I use a greenland paddle with a 20" loom for kayaks between 19"-22" wide and it works fine. For a wider kayak I would probably feel more comfortable with a wider loom.
I find that I can use a relaxed low angle stroke or a more aggressive high angled stroke with a low deck kayak. With higher decked kayaks you can’t use as low of a stroke. If you use the paddle with different kayaks you’ll see that your stroke will adapt to the kayak.
The greenland paddle is a different tool that can use different techniques to get the most out of it so try different stroke techniques to see what works best for you. Enjoy.
good on ya
if you paddle for years and years and years it will pay big dividends on your joints…though not spoken of in many circles there is a distinct rate of joint damage associated with EPs…BCU can put that in their pipe and smoke it
That’s a VERY long GP and unless it’s because you made the loom longer to compensate for the beam of the boat, it’s probably too long overall. Like you, I’m 6’ tall and have long arms. Using the “armspan + a cubit” formula yields a paddle length of 96", but the “as high as you can reach and comfortably cup the tip” method yields a more reasonable 90" length. I’ve never used paddles longer than 90" with a 22" loom. In fact, after years of using 90" paddles, I’ve recently switched to 84" paddles and like them better. If you make a GP too long or too wide, it starts to feel more like a Euro paddle, which defeats the purpose.

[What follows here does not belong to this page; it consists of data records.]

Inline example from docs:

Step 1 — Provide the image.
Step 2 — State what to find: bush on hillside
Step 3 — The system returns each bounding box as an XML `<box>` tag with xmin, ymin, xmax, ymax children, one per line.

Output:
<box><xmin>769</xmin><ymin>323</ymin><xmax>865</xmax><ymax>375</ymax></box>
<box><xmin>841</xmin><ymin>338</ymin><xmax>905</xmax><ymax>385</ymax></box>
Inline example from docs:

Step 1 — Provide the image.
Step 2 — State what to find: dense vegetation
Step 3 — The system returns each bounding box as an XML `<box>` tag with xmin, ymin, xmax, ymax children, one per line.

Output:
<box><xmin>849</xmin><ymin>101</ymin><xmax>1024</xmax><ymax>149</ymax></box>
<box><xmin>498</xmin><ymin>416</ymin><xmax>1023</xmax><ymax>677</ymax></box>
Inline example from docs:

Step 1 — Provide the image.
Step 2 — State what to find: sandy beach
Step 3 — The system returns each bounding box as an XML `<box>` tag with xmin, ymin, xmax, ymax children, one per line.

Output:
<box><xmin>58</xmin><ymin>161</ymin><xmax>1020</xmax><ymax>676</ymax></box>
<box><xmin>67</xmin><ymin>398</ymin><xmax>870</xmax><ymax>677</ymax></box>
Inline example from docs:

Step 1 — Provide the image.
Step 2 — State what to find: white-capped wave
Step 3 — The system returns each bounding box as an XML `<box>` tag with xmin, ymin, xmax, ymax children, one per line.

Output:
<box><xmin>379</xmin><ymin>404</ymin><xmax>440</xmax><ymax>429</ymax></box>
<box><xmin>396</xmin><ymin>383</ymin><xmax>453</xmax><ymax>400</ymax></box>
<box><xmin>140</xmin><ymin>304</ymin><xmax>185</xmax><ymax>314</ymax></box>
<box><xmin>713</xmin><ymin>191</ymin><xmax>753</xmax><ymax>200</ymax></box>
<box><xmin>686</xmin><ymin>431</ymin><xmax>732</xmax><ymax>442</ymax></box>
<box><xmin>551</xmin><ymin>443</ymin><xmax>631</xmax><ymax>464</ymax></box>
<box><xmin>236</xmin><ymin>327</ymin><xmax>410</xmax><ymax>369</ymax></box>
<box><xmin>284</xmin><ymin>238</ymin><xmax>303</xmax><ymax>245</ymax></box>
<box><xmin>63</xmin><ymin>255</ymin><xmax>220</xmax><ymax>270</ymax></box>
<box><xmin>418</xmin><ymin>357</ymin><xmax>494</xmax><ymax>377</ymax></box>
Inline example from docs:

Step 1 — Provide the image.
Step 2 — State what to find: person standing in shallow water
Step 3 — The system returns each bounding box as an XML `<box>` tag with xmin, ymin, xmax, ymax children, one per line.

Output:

GPs will work at any paddle angle, so just use whatever angle suits you and your boat. The technique differs in that you don’t reach as far forward for the catch and the stroke ends behind your hip. Additionally, you apply power more gradually and maintain it farther back.
loom width for wide kayak
The instructions for loom length on a GP often assume that you are in a kayak not much wider than your hips. At 26" your kayak will be wide enough to require you to experiment. I usually find that the loom must be at least as wide as your kayak, so you don’t scrape your knuckles – but as the kayak gets much wider than a Greenland kayak all bets are off.
As Brian mentioned, don’t think that a GP is limited to a low-angle stroke. See the video clips on the Qajaq USA site and the technique information at http://www.qajaqusa.org/Technique/Strokes.html .
Could be but
I use a 88" paddle with a 19" loom and have paddled my Tsunami 120 just fine with it. I do have to use a slightly higher angle than with my Betsie Bay though.
Greg, just saw your reply
reminded me to offer congratulations for being the first to do a major modern day circumnavigation/expedition with a GP!!!
You are an awesome example to us all.
Thanks. Just as you never paddle the same river twice, all trips are really “firsts” as far as I’m concerned, and long trips such as this are open to anyone with solid skills who have the desire to do them. For most of us, the greatest difficulty is simply getting the time off.
Although no paddle design is great at everything, going long distances with many “miles per snicker’s bar” and handling rough conditions is what a Greenland paddle is made for, IMO. I expect to see their use continue to grow in the years ahead.
you are a paddling great, on the Appalachian, Pacific Crest and Continental Divide Trails they are called ‘trail legends’,so a paddling legend you are. I do hope to see your presentation on the circumnavigation of Greenland at the Sweetwater Symposium and it will be nice to see the EP crowd roll their eyes when they realize that some of the most intense water on Earth was dealth with via GP…
no no, nothing against the EP up here in the mountains…it’s just attitude and your is one of the best! Thanks for what you have done to the sport in general and a bigger thanks for putting the spot light on Greenlandic contributions long ago.